AKPI Tekankan Keseragaman dan Standar Kode Etik Kurator

AKPI Tekankan Keseragaman dan Standar Kode Etik Kurator  

NERACA

Jakarta - Pengurus Asosiasi Kurator dan Pengurus Indonesia (AKPI) menekankan pemberlakuan keseragaman dan standar kode etik bagi seluruh profesi kurator.

"Agar tercipta keseragaman kode etik sehingga meningkatkan kepercayaan masyarakat dan dunia usaha terhadap kurator dan pengurus," kata Ketua Dewan Kehormatan AKPI periode 2019-2022, Suhendra Asido Hutabarat melalui siaran pers, Jakarta, dikutip dari Antara, kemarin.

Suhendra menyatakan seluruh pengurus dan anggota AKPI harus berperan aktif bekerja sama dengan kurator lain menyusun kode etik yang berlaku.
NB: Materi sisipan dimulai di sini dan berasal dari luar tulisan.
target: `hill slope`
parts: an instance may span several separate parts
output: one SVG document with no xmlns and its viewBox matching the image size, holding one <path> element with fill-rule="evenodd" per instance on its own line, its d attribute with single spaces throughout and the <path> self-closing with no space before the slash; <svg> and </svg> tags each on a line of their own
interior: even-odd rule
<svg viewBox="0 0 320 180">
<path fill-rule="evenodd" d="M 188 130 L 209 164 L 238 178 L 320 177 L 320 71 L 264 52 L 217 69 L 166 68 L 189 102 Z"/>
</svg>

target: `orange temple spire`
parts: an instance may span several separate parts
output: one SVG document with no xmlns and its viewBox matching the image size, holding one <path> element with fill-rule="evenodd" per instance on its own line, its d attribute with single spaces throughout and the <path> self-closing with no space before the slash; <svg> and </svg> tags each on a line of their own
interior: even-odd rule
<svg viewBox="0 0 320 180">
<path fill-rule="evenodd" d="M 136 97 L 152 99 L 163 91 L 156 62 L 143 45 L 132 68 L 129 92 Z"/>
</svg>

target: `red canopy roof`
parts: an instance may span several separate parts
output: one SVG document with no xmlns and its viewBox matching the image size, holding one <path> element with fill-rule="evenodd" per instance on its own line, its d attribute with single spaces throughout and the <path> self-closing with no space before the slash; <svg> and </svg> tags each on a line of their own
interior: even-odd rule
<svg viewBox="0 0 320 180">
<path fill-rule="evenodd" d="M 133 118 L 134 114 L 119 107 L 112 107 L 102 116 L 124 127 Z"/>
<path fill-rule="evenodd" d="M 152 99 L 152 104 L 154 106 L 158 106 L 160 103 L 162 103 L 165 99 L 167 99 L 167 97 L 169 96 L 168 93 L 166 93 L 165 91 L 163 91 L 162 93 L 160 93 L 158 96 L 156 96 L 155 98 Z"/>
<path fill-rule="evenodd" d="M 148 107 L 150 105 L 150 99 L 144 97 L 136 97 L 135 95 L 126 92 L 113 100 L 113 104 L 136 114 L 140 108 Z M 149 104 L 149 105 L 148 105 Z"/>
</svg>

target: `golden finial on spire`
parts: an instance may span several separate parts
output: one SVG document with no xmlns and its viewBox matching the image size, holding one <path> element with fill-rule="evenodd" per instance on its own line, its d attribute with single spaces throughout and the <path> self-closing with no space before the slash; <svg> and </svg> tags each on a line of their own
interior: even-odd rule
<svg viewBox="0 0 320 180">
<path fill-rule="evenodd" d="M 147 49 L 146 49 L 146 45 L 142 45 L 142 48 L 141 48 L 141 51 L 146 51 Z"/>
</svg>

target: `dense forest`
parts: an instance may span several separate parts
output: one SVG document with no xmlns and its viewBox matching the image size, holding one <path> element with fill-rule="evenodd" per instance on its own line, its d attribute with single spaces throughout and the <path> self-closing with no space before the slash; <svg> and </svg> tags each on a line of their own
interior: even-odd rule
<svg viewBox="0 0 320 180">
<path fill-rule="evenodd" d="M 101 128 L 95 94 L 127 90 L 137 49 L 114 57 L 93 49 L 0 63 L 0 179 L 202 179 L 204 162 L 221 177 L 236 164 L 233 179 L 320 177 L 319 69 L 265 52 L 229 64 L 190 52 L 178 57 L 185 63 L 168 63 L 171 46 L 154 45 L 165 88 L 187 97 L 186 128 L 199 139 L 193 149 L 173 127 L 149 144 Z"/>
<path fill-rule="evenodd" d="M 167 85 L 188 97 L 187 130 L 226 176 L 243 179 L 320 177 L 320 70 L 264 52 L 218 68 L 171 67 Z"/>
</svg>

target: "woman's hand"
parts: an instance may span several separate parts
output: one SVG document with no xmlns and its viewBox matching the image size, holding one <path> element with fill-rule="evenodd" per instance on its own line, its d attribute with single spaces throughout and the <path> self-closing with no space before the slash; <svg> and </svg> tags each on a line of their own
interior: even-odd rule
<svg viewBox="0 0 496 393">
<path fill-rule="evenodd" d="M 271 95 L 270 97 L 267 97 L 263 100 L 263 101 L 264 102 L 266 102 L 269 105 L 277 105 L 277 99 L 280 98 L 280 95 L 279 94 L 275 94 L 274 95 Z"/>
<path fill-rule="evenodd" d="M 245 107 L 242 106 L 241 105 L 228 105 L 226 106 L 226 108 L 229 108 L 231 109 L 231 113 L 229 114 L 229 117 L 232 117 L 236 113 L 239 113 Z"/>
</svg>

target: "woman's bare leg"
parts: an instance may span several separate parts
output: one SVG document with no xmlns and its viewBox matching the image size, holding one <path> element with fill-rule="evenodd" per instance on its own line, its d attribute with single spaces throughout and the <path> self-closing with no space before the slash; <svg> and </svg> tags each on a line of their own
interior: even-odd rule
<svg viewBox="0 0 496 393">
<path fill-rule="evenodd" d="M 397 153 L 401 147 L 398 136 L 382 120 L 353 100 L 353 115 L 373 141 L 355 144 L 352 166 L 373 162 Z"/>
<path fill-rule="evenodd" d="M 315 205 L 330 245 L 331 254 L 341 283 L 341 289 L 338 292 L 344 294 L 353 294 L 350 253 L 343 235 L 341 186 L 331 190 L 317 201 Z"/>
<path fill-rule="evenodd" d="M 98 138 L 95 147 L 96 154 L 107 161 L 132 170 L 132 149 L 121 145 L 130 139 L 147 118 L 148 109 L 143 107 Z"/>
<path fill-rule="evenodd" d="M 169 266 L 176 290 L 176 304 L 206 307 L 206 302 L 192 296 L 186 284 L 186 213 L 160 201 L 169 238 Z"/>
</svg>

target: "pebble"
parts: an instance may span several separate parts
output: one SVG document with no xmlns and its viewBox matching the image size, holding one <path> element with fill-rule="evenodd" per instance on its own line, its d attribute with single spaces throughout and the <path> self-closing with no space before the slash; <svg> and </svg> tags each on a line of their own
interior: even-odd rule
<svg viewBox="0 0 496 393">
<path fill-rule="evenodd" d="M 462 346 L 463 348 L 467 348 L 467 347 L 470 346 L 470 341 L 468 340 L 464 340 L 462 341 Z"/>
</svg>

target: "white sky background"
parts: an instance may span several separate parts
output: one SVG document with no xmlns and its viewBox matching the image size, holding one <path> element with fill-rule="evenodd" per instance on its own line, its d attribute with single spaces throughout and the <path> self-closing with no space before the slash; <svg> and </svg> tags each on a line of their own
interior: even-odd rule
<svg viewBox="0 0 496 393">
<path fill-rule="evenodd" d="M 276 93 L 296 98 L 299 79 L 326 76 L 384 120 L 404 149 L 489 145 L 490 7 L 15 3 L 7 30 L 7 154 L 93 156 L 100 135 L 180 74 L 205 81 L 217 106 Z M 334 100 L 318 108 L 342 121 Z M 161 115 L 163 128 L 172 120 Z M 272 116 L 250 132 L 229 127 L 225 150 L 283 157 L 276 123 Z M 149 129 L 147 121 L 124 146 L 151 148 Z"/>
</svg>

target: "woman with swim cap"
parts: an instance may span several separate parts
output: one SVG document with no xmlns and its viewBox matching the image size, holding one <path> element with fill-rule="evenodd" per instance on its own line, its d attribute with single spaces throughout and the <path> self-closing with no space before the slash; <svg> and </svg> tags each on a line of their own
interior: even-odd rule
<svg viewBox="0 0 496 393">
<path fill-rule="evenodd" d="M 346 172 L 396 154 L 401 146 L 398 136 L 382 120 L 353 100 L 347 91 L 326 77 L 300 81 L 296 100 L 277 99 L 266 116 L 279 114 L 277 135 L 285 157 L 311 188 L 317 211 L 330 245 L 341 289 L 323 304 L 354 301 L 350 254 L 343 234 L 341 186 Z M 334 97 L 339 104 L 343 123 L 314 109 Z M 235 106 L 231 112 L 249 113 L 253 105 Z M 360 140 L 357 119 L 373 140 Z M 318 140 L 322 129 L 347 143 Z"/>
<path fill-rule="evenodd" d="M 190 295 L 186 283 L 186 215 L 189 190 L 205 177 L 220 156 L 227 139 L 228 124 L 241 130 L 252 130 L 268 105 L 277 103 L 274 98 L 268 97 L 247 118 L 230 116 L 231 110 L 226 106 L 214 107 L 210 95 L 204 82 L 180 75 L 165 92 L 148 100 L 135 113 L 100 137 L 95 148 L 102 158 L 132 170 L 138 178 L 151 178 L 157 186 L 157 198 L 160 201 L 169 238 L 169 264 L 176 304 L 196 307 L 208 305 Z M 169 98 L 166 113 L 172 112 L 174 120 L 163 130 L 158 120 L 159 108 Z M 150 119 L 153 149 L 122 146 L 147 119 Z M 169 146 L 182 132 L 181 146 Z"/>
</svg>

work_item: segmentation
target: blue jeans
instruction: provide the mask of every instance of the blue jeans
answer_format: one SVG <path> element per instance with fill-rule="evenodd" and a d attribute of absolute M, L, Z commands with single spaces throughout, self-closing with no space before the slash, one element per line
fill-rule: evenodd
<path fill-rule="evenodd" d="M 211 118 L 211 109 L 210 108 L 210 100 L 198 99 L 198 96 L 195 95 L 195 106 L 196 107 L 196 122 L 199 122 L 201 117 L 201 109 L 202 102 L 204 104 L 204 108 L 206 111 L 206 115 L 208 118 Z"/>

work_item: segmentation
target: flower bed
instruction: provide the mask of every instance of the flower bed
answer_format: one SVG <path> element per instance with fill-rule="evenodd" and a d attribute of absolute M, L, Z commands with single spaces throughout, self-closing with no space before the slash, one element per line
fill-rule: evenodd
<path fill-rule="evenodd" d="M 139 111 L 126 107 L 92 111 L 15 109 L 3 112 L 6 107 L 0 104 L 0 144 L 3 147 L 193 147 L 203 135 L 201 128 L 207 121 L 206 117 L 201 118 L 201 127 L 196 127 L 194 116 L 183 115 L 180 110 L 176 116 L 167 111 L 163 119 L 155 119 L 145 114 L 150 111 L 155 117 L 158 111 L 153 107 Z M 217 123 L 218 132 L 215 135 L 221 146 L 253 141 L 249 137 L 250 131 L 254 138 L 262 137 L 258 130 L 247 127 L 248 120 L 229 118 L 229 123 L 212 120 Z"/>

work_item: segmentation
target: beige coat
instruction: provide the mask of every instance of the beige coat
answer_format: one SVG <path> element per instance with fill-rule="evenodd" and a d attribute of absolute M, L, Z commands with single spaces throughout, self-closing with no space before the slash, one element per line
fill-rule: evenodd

Salah satu tugas besar AKPI menurut Suhendra, adalah memastikan agar standar profesi dan kode etik kurator bagi seluruh anggota AKPI agar diterapkan secara konsisten.

"Untuk itu maka diperlukan program sosialisasi terus menerus kepada para anggota AKPI termasuk kepada para stakeholders, penegak hukum, kepolisian, kejaksaan, pengadilan, dan instansi terkait," ujar anggota Perhimpunan Advokat Indonesia (Peradi) tersebut.

Suhendra juga berharap AKPI menjadi wadah berhimpun para kurator dan pengurus yang kompeten dan berintegrasi tinggi sehingga bermanfaat bagi pelaku dunia usaha.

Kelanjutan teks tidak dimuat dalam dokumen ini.